Il est à vrai dire tout de même utile qu’en ces temps de banalisation de la radicalisation et d’agressivité des échanges politiques, il y aient des positions fondées sur les valeurs, les principes, le sens de la société, et surtout le vivre ensemble; qui animent voire agitent le débat public. Les réactions locales (essentiellement civiles) à cette action des militants nationalistes ont aussi montré que seuls les sujets de vie quotidienne intéressent principalement les guadeloupéens. Ce qui les rend particulièrement sensibles aux discours et attitudes des candidats qui ont fait l’effort de venir eux-mêmes en Guadeloupe (Jean-Luc Mélenchon, Anne Hidalgo, Marine Le Pen, et Fabien Roussel).

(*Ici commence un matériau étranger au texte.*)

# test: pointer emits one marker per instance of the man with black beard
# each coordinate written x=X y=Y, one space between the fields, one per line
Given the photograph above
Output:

Pour le reste, si les valeurs et l’éthique sont ambivalentes ou controversées chez les candidats les plus haut dans les sondages, leurs idées sont plutôt saillantes dans leurs programmes qui alternent pourtant le flou le plus complet au mélange le plus indigeste. Jean-Luc Mélenchon est clairement le candidat de la lutte contre les injustices sociales et du changement institutionnel et statutaire (tant pour la cinquième République que pour les outre-mers), Yannick Jadot celui de la sobriété, de la lutte contre le changement climatique et de la priorité écologique, Marine Le Pen celle du pouvoir d’achat, Emmanuel Macron celui d’une grande réforme libérale de l’éducation (très mal perçue par les enseignants), Éric Zemmour celui de la re-migration et de l’identité française (ethnicisée) et Valérie Pécresse la candidate de la rigueur économique et budgétaire. Hélas, de trop nombreuses questions importantes sont littéralement enfouies sous le tapis telles que l’avenir de la France en temps de guerre européenne, la paupérisation foudroyante des classes moyennes, l’emploi des jeunes, et surtout le cauchemar climatique en approche.

L’éthique concerne enfin la question de la sur-publication médiatique des sondages. Les sondages pilotent à vue le déroulement de cette campagne présidentielle si particulière. Malgré le caractère professionnel des opérations de sondage, c’est un grand risque pour le déroulement de l’élection. Les sondeurs doivent publier des marges d’erreurs or aucun d’entre eux ne sait les fabriquer selon l’ancien sondeur politologue Roland Cayrol. En 2002 les sondeurs se sont trompés sur Jospin, ils se sont également trompés pour l’affaissement électoral du Rassemblement national pour les dernières régionales, et pour celui de la République En Marche lors des dernières européennes et des municipales. De plus si l’on fait référence à l’attractivité des candidats à partir de leur meeting ou présence sur le terrain, on constate qu’il y a une vraie dynamique du côté de Zemmour qui propose, tel le général Boulanger en son temps, une intensité dans ces prises de paroles qui marquent les esprits. Il y a de même une vraie efficacité pour les sondages de la campagne de Marine Le Pen qui s’appuient sur la proximité et le labour du terrain comme son ex-ennemi juré Jacques Chirac. Il en est de même pour Jean-Luc Mélenchon. En face, le candidat Macron tient des meetings dont le moins qu’on puisse dire est qu’ils sont plus ternes et trop tardifs. Il n’est pas donc hasardeux de dire qu’il y a un risque de plus en plus marqué de surprises électorales, et cela dès le premier tour.